Section 6.3, Question 3

Find the current (I) in the RLC circuit, assuming that E(t) = 0 for t>0.

R = 2 ohms, L = 0.1 henrys, C = 0.01 farads,Q_o = 2 coulombs, I_o = 0 amperes

According to Kirchhoff’s Law the sum of the voltage drops in a closed RLC circuit is equal to the impressed voltage E(t).

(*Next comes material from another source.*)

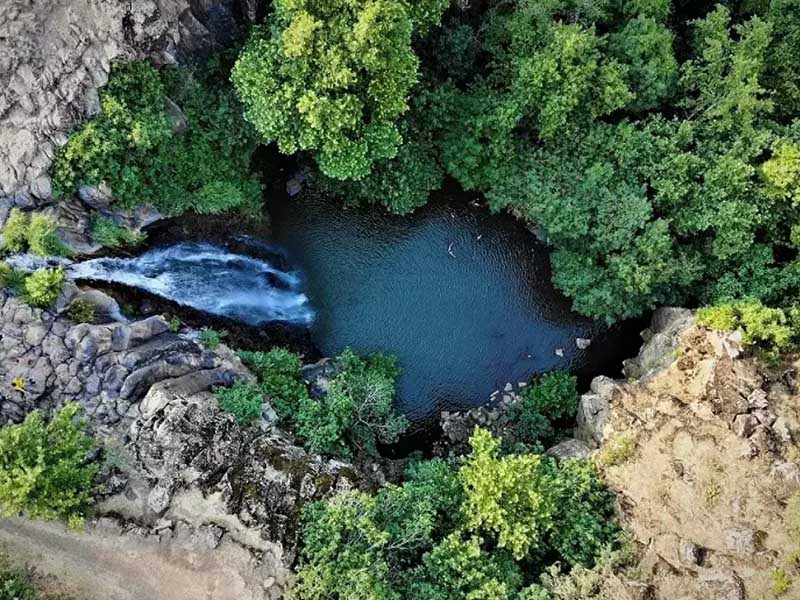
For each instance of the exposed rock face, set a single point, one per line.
(715, 461)
(179, 474)
(56, 54)
(107, 368)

LI' + RI + \frac{1}{C}Q = E(t)

This equation can be rewritten by replacing I with Q’ because charge stored in a capacitor is related to the current according to the equation below:

Q = Q_o + \int_{0}^{t} I(\tau) d\tau

Rewritten Equation:

LQ'' + RQ' + \frac{1}{C} = E(t)

Substituting the values of L, R, C, and E(t) we get:

0.1 Q'' + 2 Q' + \frac{1}{0.01} Q = 0

0.1 Q'' + 2 Q' + 100 Q = 0

Characteristic Equation:

0.1 r^2 + 2r + 100 = 0

Use the quadratic formula to find roots.

r = \frac{(-2)\pm\sqrt{2^2-4(0.1)(100)}}{2(0.1)}

= \frac{-2\pm\sqrt{-36}}{0.2}

= \frac{-2\pm6i}{0.2}

r = -10\pm30i

r_1 = -10 + 30i, r_2 = -10-30i

Roots are complex so general solution is:

y=e^{\lambda x}[C_1cos(\omega x) + C_2sin(\omega x)]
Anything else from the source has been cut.